根据本发明第一方面的方法，在所述步骤S3中，在所述二分类网络使用高维球型边界目标函数优化分类。According to the method of the first aspect of the present invention, in step S3, a high-dimensional spherical boundary objective function is used in the two-classification network to optimize classification.

本发明第二方面公开了一种大模型生成图像鉴别系统，所述系统包括：The second aspect of the present invention discloses a large model generated image identification system, the system comprising:

第一处理模块，被配置为，将生成图像输入基于残差滤波的第一处理模块，得到原始特征；The first processing module is configured to input the generated image into the first processing module based on residual filtering to obtain original features;

第二处理模块，被配置为，将所述原始特征输入基于自注意力机制和残差结构的第二处理模块，得到分类特征；The second processing module is configured to input the original features into the second processing module based on the self-attention mechanism and the residual structure to obtain the classification features;

第三处理模块，被配置为，将所述分类特征输入二分类网络，输出只有“真”或“假”的结果。The third processing module is configured to input the classification features into a two-classification network and output only a "true" or "false" result.

本发明第三方面公开了一种电子设备。电子设备包括存储器和处理器，存储器存储有计算机程序，处理器执行计算机程序时，实现本公开第一方面中任一项的一种大模型生成图像鉴别方法中的步骤。A third aspect of the invention discloses an electronic device. The electronic device includes a memory and a processor. The memory stores a computer program. When the processor executes the computer program, it implements the steps in the large model generation image identification method of any one of the first aspects of the present disclosure.

本发明第四方面公开了一种计算机可读存储介质。计算机可读存储介质上存储有计算机程序，计算机程序被处理器执行时，实现本公开第一方面中任一项的一种大模型生成图像鉴别方法中的步骤。A fourth aspect of the present invention discloses a computer-readable storage medium. A computer program is stored on the computer-readable storage medium. When the computer program is executed by the processor, the steps in the large model generation image identification method of any one of the first aspects of the present disclosure are implemented.

综上，本发明提出的方案，包括自注意力机制和残差结构的网络结构，结合自注意力机制增强网络对于肉眼不可见的浅层纹理特征的提炼分析能力，通过残差补充损失的特征信息进一步丰富鉴别的依据。在基于高维球型边界目标函数的分类中增加组内相似度训练步幅的训练方式，可以帮助模型更关注组内相似度阈值。本申请解决了现有技术无法利用输入图片的浅层纹理信息，损失函数简单无法随着输入数据动态变化的问题。In summary, the solution proposed by the present invention includes a network structure of a self-attention mechanism and a residual structure. Combined with the self-attention mechanism, it enhances the network's ability to extract and analyze shallow texture features invisible to the naked eye, and supplements the lost features through the residual. The information further enriches the basis for identification. In the classification based on the high-dimensional spherical boundary objective function, the training method of increasing the intra-group similarity training stride can help the model pay more attention to the intra-group similarity threshold. This application solves the problem that the existing technology cannot utilize the shallow texture information of the input image, and the loss function is simple and cannot dynamically change with the input data.

附图说明BRIEF DESCRIPTION OF THE DRAWINGS

为了更清楚地说明本发明具体实施方式或现有技术中的技术方案，下面将对具体实施方式或现有技术描述中所需要使用的附图作简单地介绍，显而易见地，下面描述中的附图是本发明的一些实施方式，对于本领域普通技术人员来讲，在不付出创造性劳动的前提下，还可以根据这些附图获得其他的附图。
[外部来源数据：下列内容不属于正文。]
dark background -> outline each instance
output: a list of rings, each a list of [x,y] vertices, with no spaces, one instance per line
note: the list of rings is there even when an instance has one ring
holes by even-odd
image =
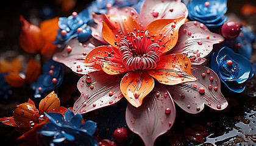
[[[40,21],[43,19],[41,17],[41,10],[44,6],[49,6],[54,10],[53,16],[68,16],[73,11],[79,12],[83,10],[85,6],[91,0],[77,1],[76,6],[69,12],[64,12],[62,10],[62,5],[56,4],[54,1],[5,1],[1,2],[0,4],[0,54],[7,50],[15,50],[18,52],[23,52],[22,49],[19,46],[18,38],[21,29],[20,23],[20,15],[24,16],[25,19],[30,23],[38,25]],[[235,13],[241,21],[244,21],[247,26],[251,27],[254,32],[256,31],[256,14],[250,16],[242,16],[240,14],[241,7],[246,3],[251,3],[256,6],[256,1],[254,0],[229,0],[228,11],[227,13]],[[255,46],[255,45],[254,45]],[[256,60],[255,54],[251,61],[255,62]],[[79,77],[74,75],[73,80],[77,81]],[[255,86],[255,77],[249,82],[249,85],[246,91],[241,94],[235,94],[222,91],[222,94],[227,99],[229,104],[230,105],[228,108],[222,111],[213,111],[205,107],[200,114],[191,115],[181,111],[179,107],[177,110],[177,117],[175,125],[171,129],[172,131],[180,131],[179,128],[184,128],[187,125],[191,125],[193,123],[200,123],[206,127],[207,122],[212,123],[212,126],[207,127],[209,131],[214,132],[219,130],[220,135],[223,134],[227,131],[230,130],[237,122],[236,117],[243,116],[245,112],[251,110],[256,111],[256,86]],[[76,86],[76,83],[74,83]],[[1,87],[0,87],[1,88]],[[60,87],[59,91],[65,89]],[[59,91],[61,92],[61,91]],[[78,93],[79,94],[79,93]],[[76,94],[74,95],[76,96]],[[78,95],[79,96],[79,95]],[[33,91],[29,88],[14,88],[13,94],[7,100],[0,99],[0,117],[4,116],[12,116],[12,112],[16,105],[26,102],[28,98],[32,98]],[[235,99],[235,100],[234,100]],[[236,100],[236,102],[235,102]],[[38,102],[35,100],[35,102]],[[238,103],[239,105],[238,105]],[[232,105],[235,105],[233,107]],[[70,106],[73,105],[70,103]],[[210,113],[210,114],[209,114]],[[256,119],[255,119],[256,120]],[[184,125],[185,123],[185,125]],[[182,127],[181,128],[180,127]],[[256,128],[254,128],[256,131]],[[256,133],[256,132],[255,132]],[[18,145],[24,141],[15,140],[16,137],[22,134],[21,133],[14,130],[13,128],[0,123],[0,142],[1,145],[7,144],[9,145]],[[166,142],[165,136],[160,136],[156,141],[156,145],[161,144],[161,141]],[[137,143],[133,145],[141,145],[143,143],[138,136],[135,137]]]

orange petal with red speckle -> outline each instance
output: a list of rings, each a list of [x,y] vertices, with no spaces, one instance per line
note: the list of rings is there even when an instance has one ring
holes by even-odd
[[[146,30],[150,35],[154,35],[155,40],[162,40],[158,44],[165,47],[161,50],[163,54],[172,49],[178,41],[178,32],[185,23],[186,18],[180,17],[173,19],[157,19],[149,24]]]
[[[19,105],[13,112],[13,119],[20,127],[32,127],[38,122],[39,112],[34,105],[29,103]]]
[[[44,112],[58,112],[60,105],[60,100],[54,91],[52,91],[41,100],[39,103],[39,113],[44,114]]]
[[[26,81],[32,83],[37,80],[41,75],[41,66],[33,58],[27,63],[27,73],[26,74]]]
[[[121,91],[135,107],[141,105],[143,99],[153,89],[154,79],[144,71],[136,70],[126,74],[120,83]]]
[[[44,40],[41,29],[37,26],[29,23],[23,16],[20,15],[21,30],[20,35],[20,44],[26,52],[36,53],[40,50]]]
[[[4,75],[6,82],[13,87],[21,87],[25,84],[25,80],[17,72],[10,72]]]
[[[58,26],[58,21],[59,17],[55,17],[49,20],[43,21],[40,23],[40,28],[45,40],[44,45],[40,53],[46,58],[46,60],[51,58],[57,49],[57,45],[54,44],[53,42],[58,34],[57,30],[60,29]]]
[[[174,85],[196,80],[196,78],[191,72],[190,59],[186,55],[180,54],[161,57],[157,68],[147,72],[160,83],[165,85]]]
[[[124,72],[129,72],[126,67],[123,65],[113,65],[105,62],[102,62],[102,69],[106,74],[109,75],[118,75]]]

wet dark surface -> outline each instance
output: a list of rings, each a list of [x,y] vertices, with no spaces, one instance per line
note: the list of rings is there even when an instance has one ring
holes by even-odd
[[[228,13],[235,13],[241,21],[247,23],[246,26],[251,27],[256,32],[256,14],[250,16],[241,16],[240,13],[241,7],[244,4],[251,2],[256,5],[256,1],[249,0],[228,1]],[[35,3],[34,1],[21,1],[18,3],[14,1],[4,2],[2,4],[0,15],[0,53],[7,50],[14,50],[23,54],[26,54],[19,47],[18,36],[20,31],[19,15],[23,15],[30,22],[38,24],[41,20],[40,9],[44,5],[53,8],[53,16],[67,16],[74,10],[80,12],[86,5],[85,1],[77,1],[74,9],[70,12],[63,12],[61,6],[52,3],[52,1],[41,1]],[[232,18],[233,18],[232,16]],[[233,18],[232,18],[233,19]],[[250,61],[256,61],[256,47],[254,44],[253,55]],[[79,77],[69,72],[66,67],[66,74],[63,85],[55,91],[58,97],[62,101],[63,106],[73,106],[76,98],[80,95],[74,88],[69,92],[66,91],[69,86],[76,87],[76,82]],[[169,145],[170,137],[179,133],[183,134],[185,129],[190,127],[193,123],[199,123],[203,126],[210,135],[204,136],[204,144],[194,142],[185,138],[180,143],[187,145],[256,145],[256,86],[255,77],[249,80],[244,92],[240,94],[234,93],[223,87],[222,92],[227,99],[229,106],[223,111],[214,111],[208,107],[199,114],[190,114],[176,106],[176,120],[171,130],[166,134],[160,136],[155,142],[155,145],[164,144]],[[13,94],[8,99],[0,99],[0,117],[12,116],[12,113],[16,105],[27,101],[31,98],[38,105],[39,99],[33,99],[34,91],[30,89],[29,85],[24,87],[13,88]],[[68,95],[68,96],[66,96]],[[65,97],[64,99],[63,97]],[[38,108],[38,107],[37,107]],[[22,133],[15,131],[13,127],[6,126],[0,123],[0,140],[1,144],[8,144],[9,145],[18,145],[24,141],[17,141],[16,138]],[[143,143],[140,137],[135,136],[132,145],[143,145]]]

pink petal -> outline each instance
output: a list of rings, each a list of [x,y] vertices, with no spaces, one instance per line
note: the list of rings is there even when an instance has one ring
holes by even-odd
[[[77,38],[70,41],[65,49],[60,52],[56,53],[52,59],[57,62],[63,63],[72,71],[78,74],[86,74],[97,71],[94,68],[85,66],[84,62],[87,54],[96,46],[102,44],[93,38],[88,41],[80,43]],[[71,51],[69,51],[71,48]]]
[[[143,27],[160,19],[174,19],[188,15],[186,5],[181,0],[145,0],[140,12]]]
[[[213,45],[224,40],[218,34],[211,32],[202,23],[189,21],[183,24],[179,31],[179,40],[170,54],[187,54],[191,64],[199,65],[205,61],[213,49]]]
[[[155,87],[141,106],[129,104],[126,109],[128,127],[141,137],[145,145],[154,145],[155,139],[171,128],[176,115],[172,99],[165,86],[155,83]]]
[[[91,78],[91,81],[87,78]],[[76,114],[84,114],[112,105],[123,98],[120,82],[123,75],[110,75],[102,71],[91,72],[90,76],[84,75],[77,83],[81,92],[73,107]]]
[[[217,74],[212,69],[201,66],[192,66],[191,72],[197,79],[196,82],[166,86],[174,102],[191,114],[201,112],[204,104],[216,110],[226,108],[227,102],[221,92],[221,82]],[[202,74],[205,75],[204,77]],[[213,80],[210,79],[211,77]],[[205,93],[199,93],[200,88],[204,88]]]

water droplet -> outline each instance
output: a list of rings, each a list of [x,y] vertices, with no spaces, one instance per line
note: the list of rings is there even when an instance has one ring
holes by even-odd
[[[166,109],[165,109],[165,113],[167,114],[169,114],[171,113],[171,109],[168,108]]]
[[[135,97],[135,99],[138,99],[138,97],[140,96],[140,95],[139,95],[139,93],[138,93],[138,91],[135,91],[134,92],[133,96],[134,96],[134,97]]]
[[[90,76],[87,76],[85,78],[85,81],[87,83],[90,83],[91,82],[91,77]]]
[[[153,10],[153,12],[152,12],[152,15],[153,15],[153,16],[157,17],[158,16],[158,12]]]
[[[199,44],[199,45],[202,45],[202,42],[201,41],[198,41],[197,43],[198,43],[198,44]]]
[[[201,87],[199,88],[199,93],[201,93],[201,94],[204,94],[205,91],[205,89],[204,88]]]

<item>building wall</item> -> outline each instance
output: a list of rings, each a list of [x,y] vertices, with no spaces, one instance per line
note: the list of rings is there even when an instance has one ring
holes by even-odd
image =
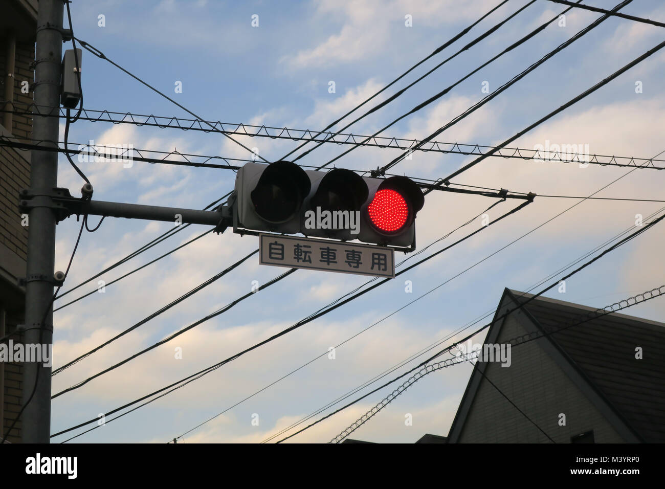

In order to more clearly illustrate the specific implementation methods of the present invention or the technical solutions in the prior art, the drawings required for use in the specific implementation methods or the description of the prior art will be briefly introduced below. Obviously, the drawings described below are some implementation methods of the present invention. For ordinary technicians in this field, other drawings can be obtained based on these drawings without paying creative work.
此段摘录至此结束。